Saltpeter is swifter but too unreliable. Still, it wouldn’t have taken much to
bring down that claptrap of a tinderbox. But you tell me, m’lady. What was it?”
    “Alcohol,” she said, after a
moment. “Not oil. It smelled distilled, but almost sweet. Definitely alcohol.”
    He nodded. The color began to
return to her cheeks; it was a little like witnessing marble flush to life. He
blew a breath through his teeth and looked away.
    The tavern was filling quickly,
the men standing outside filtering back in, other guests from the hotel,
rumpled and stunned, drifting toward the last of the empty tables. Conversation
echoed off the walls; he didn’t need to speak the language to understand it.

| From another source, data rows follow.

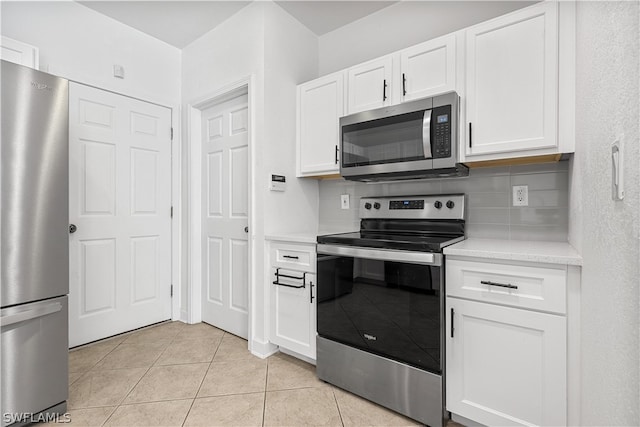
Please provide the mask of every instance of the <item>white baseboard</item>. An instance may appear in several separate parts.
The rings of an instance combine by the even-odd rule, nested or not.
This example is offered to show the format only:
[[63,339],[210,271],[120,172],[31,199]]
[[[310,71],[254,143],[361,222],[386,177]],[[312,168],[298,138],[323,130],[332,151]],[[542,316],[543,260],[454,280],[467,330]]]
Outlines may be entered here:
[[278,352],[278,346],[271,344],[269,341],[253,340],[251,342],[251,354],[261,359],[266,359]]

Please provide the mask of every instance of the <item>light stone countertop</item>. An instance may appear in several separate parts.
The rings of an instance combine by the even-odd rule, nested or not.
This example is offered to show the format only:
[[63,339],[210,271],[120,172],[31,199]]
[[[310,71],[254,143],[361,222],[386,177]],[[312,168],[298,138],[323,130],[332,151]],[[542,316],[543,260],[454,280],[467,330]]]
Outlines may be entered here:
[[278,241],[278,242],[290,242],[290,243],[316,243],[317,236],[310,233],[282,233],[282,234],[267,234],[264,236],[265,240]]
[[290,242],[290,243],[316,243],[318,236],[324,236],[325,234],[337,234],[337,233],[349,233],[357,230],[349,229],[327,229],[318,230],[317,234],[311,233],[275,233],[266,234],[265,240],[278,241],[278,242]]
[[444,254],[507,261],[582,265],[582,257],[578,251],[566,242],[470,238],[447,246]]

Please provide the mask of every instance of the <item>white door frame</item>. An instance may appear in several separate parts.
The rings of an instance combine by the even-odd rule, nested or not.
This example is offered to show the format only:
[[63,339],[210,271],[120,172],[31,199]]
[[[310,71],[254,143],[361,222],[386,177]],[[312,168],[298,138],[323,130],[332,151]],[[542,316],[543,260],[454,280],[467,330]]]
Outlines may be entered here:
[[249,289],[248,289],[248,316],[249,330],[247,335],[249,342],[252,341],[251,322],[253,319],[253,295],[255,290],[253,273],[253,239],[255,236],[255,215],[254,215],[254,185],[253,185],[253,159],[255,149],[255,77],[253,75],[244,77],[238,81],[222,86],[215,92],[204,97],[200,97],[187,104],[187,141],[189,144],[188,167],[188,196],[189,196],[189,221],[188,221],[188,323],[198,323],[202,321],[202,111],[229,100],[243,92],[247,93],[249,101],[249,159],[248,159],[248,183],[249,183]]

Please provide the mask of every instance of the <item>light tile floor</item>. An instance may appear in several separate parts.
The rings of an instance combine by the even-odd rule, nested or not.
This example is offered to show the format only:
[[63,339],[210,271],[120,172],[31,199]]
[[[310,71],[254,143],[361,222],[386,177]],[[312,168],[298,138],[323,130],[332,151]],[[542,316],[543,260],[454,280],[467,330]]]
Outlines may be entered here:
[[317,379],[315,367],[205,323],[167,322],[69,352],[81,426],[414,426]]

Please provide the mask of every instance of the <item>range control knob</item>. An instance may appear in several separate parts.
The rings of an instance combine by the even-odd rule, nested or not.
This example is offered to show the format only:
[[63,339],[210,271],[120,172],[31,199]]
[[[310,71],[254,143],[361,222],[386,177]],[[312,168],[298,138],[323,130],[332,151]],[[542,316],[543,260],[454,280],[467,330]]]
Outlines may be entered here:
[[380,203],[375,202],[375,203],[373,204],[373,207],[374,207],[374,209],[380,209]]
[[455,205],[456,205],[456,204],[455,204],[455,203],[453,203],[453,200],[449,200],[449,201],[447,202],[447,207],[448,207],[449,209],[453,209],[453,207],[454,207]]
[[371,203],[367,202],[364,204],[365,209],[371,209]]
[[440,200],[437,200],[437,201],[433,204],[433,206],[434,206],[436,209],[440,209],[440,208],[442,207],[442,202],[441,202]]

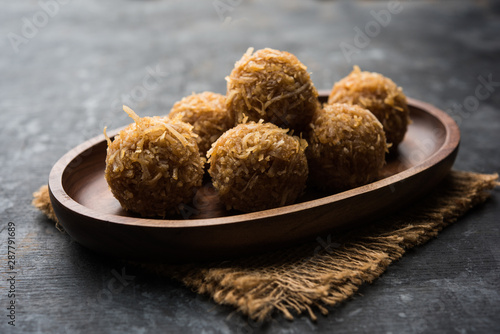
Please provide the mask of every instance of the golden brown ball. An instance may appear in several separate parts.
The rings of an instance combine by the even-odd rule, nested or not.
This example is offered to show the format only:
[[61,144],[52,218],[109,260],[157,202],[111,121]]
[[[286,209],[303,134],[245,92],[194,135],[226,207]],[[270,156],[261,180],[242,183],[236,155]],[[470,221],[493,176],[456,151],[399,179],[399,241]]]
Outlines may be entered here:
[[128,211],[165,216],[192,200],[201,186],[204,161],[192,126],[167,117],[140,118],[108,140],[105,178]]
[[410,111],[401,87],[379,73],[361,71],[358,66],[335,83],[328,103],[356,104],[370,110],[382,123],[387,142],[395,150],[410,123]]
[[386,151],[382,124],[370,111],[356,105],[327,104],[311,122],[310,179],[328,191],[367,184],[377,179]]
[[227,80],[227,108],[235,124],[274,123],[295,133],[307,128],[319,107],[307,67],[288,52],[253,48],[236,62]]
[[221,202],[245,212],[294,203],[306,185],[306,147],[304,139],[271,123],[228,130],[208,151],[208,172]]
[[226,97],[212,92],[192,94],[176,102],[170,110],[169,118],[193,125],[198,135],[198,148],[202,156],[217,138],[232,127],[226,109]]

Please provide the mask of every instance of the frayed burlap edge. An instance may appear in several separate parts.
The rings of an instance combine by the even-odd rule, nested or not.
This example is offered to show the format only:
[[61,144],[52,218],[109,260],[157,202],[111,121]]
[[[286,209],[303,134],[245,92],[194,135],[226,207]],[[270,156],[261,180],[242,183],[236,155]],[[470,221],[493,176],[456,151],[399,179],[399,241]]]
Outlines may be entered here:
[[62,225],[57,220],[54,208],[50,203],[49,186],[41,186],[38,191],[35,191],[33,193],[33,201],[31,201],[31,204],[38,210],[42,211],[42,213],[45,214],[47,218],[53,220],[56,223],[56,228],[59,231],[64,232]]
[[[498,174],[452,171],[426,198],[404,212],[341,235],[318,237],[295,248],[238,260],[151,265],[142,268],[174,278],[218,304],[231,305],[253,320],[274,311],[285,318],[327,307],[351,297],[371,283],[406,250],[435,237],[440,230],[489,197]],[[33,204],[57,221],[47,188],[34,193]],[[57,226],[57,225],[56,225]]]

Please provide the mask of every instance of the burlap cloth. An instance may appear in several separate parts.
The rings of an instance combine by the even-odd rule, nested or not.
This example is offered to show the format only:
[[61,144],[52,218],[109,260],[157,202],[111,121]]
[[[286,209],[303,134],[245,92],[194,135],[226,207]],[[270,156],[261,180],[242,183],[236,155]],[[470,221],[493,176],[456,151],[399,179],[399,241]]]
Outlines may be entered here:
[[[369,227],[318,237],[291,249],[238,260],[190,265],[140,265],[173,278],[216,303],[232,305],[254,320],[276,311],[285,318],[328,308],[351,297],[365,282],[380,276],[408,249],[437,236],[498,186],[498,174],[452,171],[428,196],[410,208]],[[47,186],[34,194],[33,205],[50,219]]]

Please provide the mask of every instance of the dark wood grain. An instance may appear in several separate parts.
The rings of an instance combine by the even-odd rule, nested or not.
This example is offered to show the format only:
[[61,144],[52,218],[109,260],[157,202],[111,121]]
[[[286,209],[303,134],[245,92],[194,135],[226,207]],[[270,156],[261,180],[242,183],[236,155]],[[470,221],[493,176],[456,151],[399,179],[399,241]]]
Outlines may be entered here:
[[145,219],[124,211],[109,191],[104,179],[106,141],[98,136],[55,164],[49,180],[52,202],[76,241],[121,258],[204,261],[292,245],[373,221],[442,180],[457,154],[458,127],[429,104],[411,99],[409,104],[413,123],[398,153],[388,157],[382,178],[342,193],[308,188],[294,205],[243,214],[226,211],[207,180],[180,215]]

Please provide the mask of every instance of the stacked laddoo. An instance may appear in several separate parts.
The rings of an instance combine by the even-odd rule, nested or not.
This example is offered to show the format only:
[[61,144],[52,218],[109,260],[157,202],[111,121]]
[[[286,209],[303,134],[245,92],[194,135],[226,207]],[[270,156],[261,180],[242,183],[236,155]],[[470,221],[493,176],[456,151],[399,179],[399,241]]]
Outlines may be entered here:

Everyone was talking about the fire, the sudden and devastating destruction.
    Except for Lia, who was frowning
down at her ale.
    “Have
you any enemies?” Zane asked.
    He’d meant it more to shock her,
to bring her back to this place and moment—he needed her thinking, not lost and
beguiling in her daze—but she looked so instantly guilty his senses prickled.
    Damn.
He knew better than to ignore that sensation. He hadn’t gotten where he was by
fighting his instincts.
    “What,
from boarding school?” She was shaking her head. “No one who would follow me
here. Of course not.”
    “Excellent,”
he said, pretending to focus on his drink.